Víctor, llevando a su hijo, pasó a saludar a Milagros y a Abelarda. Aquella le aborrecía de todo corazón, y respondió a su saludo con desdeñosa frialdad. La cuñadita se metió en su cuarto al sentirle; luego salió, y su color, siempre malo, era como el color de una muerta. Le temblaba la voz; quiso afectar el mismo desdén de su tía hacia Víctor; este le apretaba la mano. –¿Ya estás aquí otra vez, perdido? –balbució ella; y sin saber qué hacer, se volvió a meter en el aposento.

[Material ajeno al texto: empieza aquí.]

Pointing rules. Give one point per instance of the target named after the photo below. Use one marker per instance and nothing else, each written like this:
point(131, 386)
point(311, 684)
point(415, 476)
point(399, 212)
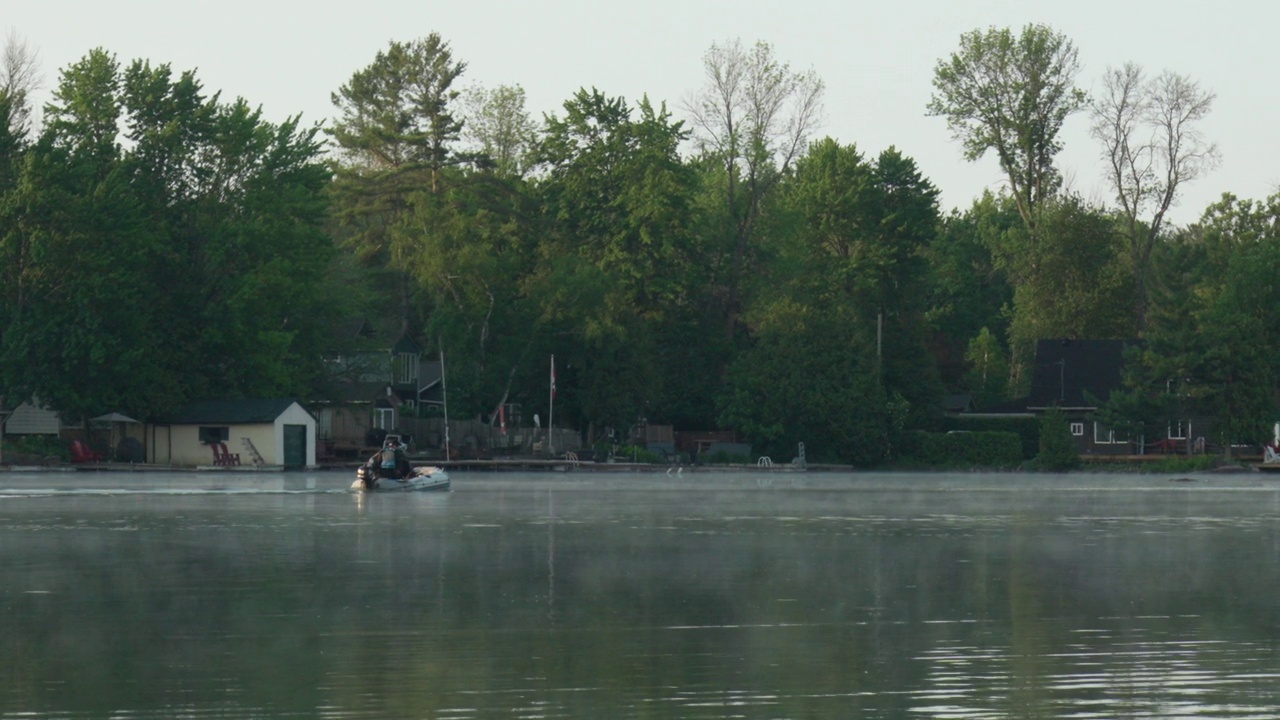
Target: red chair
point(223, 456)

Entretanto Villaamil, aprensivo y sobresaltado, se desperezaba en su asiento como si quisiera crucificarse, y decía a su mujer:

–Este hombre traerá hoy la desgracia a nuestra casa como la ha traído siempre. Y si no, tú lo has de ver. Cuando le sentí la voz, creí que el infierno se nos metía por las puertas. Maldita sea la hora (exaltándose y dejando caer con ruidosa pesadumbre las palmas de las manos sobre la mesa) en que este hombre entró en mi casa por vez primera; maldita la hora en que nuestra querida hija se prendó de él, y maldito el día en que les casamos... porque ya no tenía remedio. ¡Ojalá viviera mi hija deshonrada, ojalá!... ¡Qué estúpido afán de casar a las hijas sin saber con quién! ¡Ah! Pura, mucho cuidado con ese danzante; no te fíes. Tiene el arte de adornar su perversidad con palabras que, al pronto, emboban y seducen. A mí no me la da, no; a mí me engañó una vez sola. Pero pronto le calé, y ahora me pongo en guardia, porque es el hombre más malo que Dios ha echado al mundo.

–¿Pero no ha dicho a qué viene? ¿Le han dejado cesante? De seguro ha hecho alguna pillada y viene a que tú se la tapes.

–¡Yo! (espantado y echando los ojos fuera del casco). ¡Como no se la tape el moro Muza! A buena parte viene...

Llegada la hora de comer, Víctor, sentándose a la mesa con la mayor frescura, hubo de permitirse ciertos alardes de conversación jocosa. Todos le miraban con hostilidad, esquivando los temas joviales que quería sacar a relucir. A ratos se ponía ceñudo y receloso; pero a la manera de un actor que recobra su papel momentáneamente olvidado, tomaba la estudiada actitud bonachona y festiva. Luego reapareció la dificultad grave. ¿Dónde le ponían? Y doña Pura, sofocada ante la imposibilidad de alojar al intruso, se plantó diciéndole:

–No, no puede ser, Víctor; ya ves que no hay medio de tenerte en casa.

–No se apure usted, mamá –replicó él, acentuando con cariño el tratamiento–. Me quedaré aquí, en el sofá del comedor. Déme usted una manta, y dormiré como un canónigo.